Biblio File

Book Notes From The Underground: June 2015 (New Books)

Although the summer is traditionally a slow season in the publishing world, it doesn't mean that there aren't any interesting books being published. Here are a few titles published this month that may appeal to you.

The League of Regrettable Superheroes by Jon Morris
Batman.

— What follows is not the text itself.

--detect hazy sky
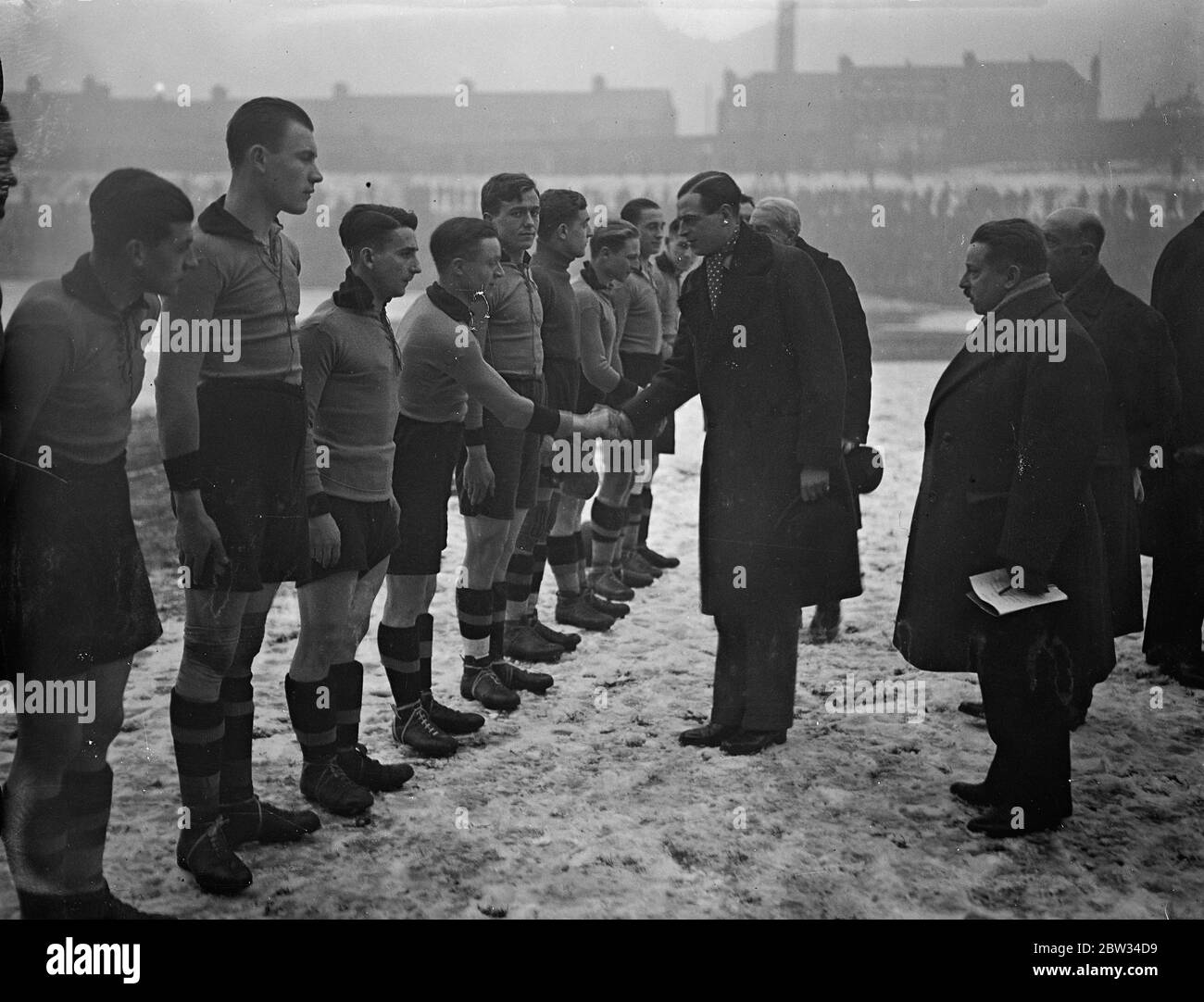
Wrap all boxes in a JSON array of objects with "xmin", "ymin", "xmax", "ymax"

Spiderman. Thor. Even the Silver Surfer. Successful and beloved superheroes that most people—and certainly all comics fans—have heard about. But what about the "unsuccessful" superheroes? The ones who died on the drawing board, or didn't last more than an issue or two? What about them? Luckily for us, Jon Morris has collected and revived 100 of them for your delectation. Who knows? Maybe you'll become a fan of Bee Man, the League of Super Pets, Rainboy Boy or even Dr. Hormone.

The Nakeds by Lisa Glatt
A young girl is hit by a drunk driver and spends the next decade in a cast because her leg will not heal properly. The drunk driver is paralyzed by guilt and the girl's parents (since this all occurs in California in the 1970s) divorce and dabble in nudism, surfing, and Evangelical Christianity. A busy plot, but Glatt has a light comic touch and a painfully honest gaze that will keep the reader engaged until the very end.

Intimacy Idiot by Isaac Oliver
A meaty collection of personal essays, diary entries, sketches and lists from writer and performer Oliver who just wants to live and love to the fullest, or at least just hook-up with hot men that he meets on the streets of New York. Ranging from meeting an Australian flight attendant who has a thing for "frolicking" wearing a dolphin suit, to getting despairing calls from a hockey player recently diagnosed with Huntington's disease, Oliver's encounters thread the needle between being sharply humorous and surprisingly moving.

A Brief History of Portable Literature by Enrique Vila-Matas
In Spanish author Vila-Matas's novella, a secret society is revealed: The Shandies (named after Laurence Sterne's Tristram Shandy) form their group in 1924 and promoted the idea of "portable literature" as the literary ideal. All well and good, but the trouble starts when it comes to defining the term. Artistic heavyweights Marcel Duchamp, Georgia O'Keeffe, Federico Garcia Llorca and Man Ray are just a few of the all-star cast of characters who battle each other and eventually drive the group into dissolution after only three years. A smartly surreal comic fiction from a prolific author.

The Pinch: A History by Steve Stern
Lenny Sklarew is the last tenant in "Pinch," a once-thriving Jewish neighborhood in Memphis. It's 1968 and Lenny finds a book by Muni Pinsker about his neighborhood in a secondhand book store. What surprises him is the fact that he himself is a character in the book. Stern skillfully weaves Lenny's story, Pinsker's story, and the history of the Pinch into a hilarious and suspenseful meditation on truth and fiction.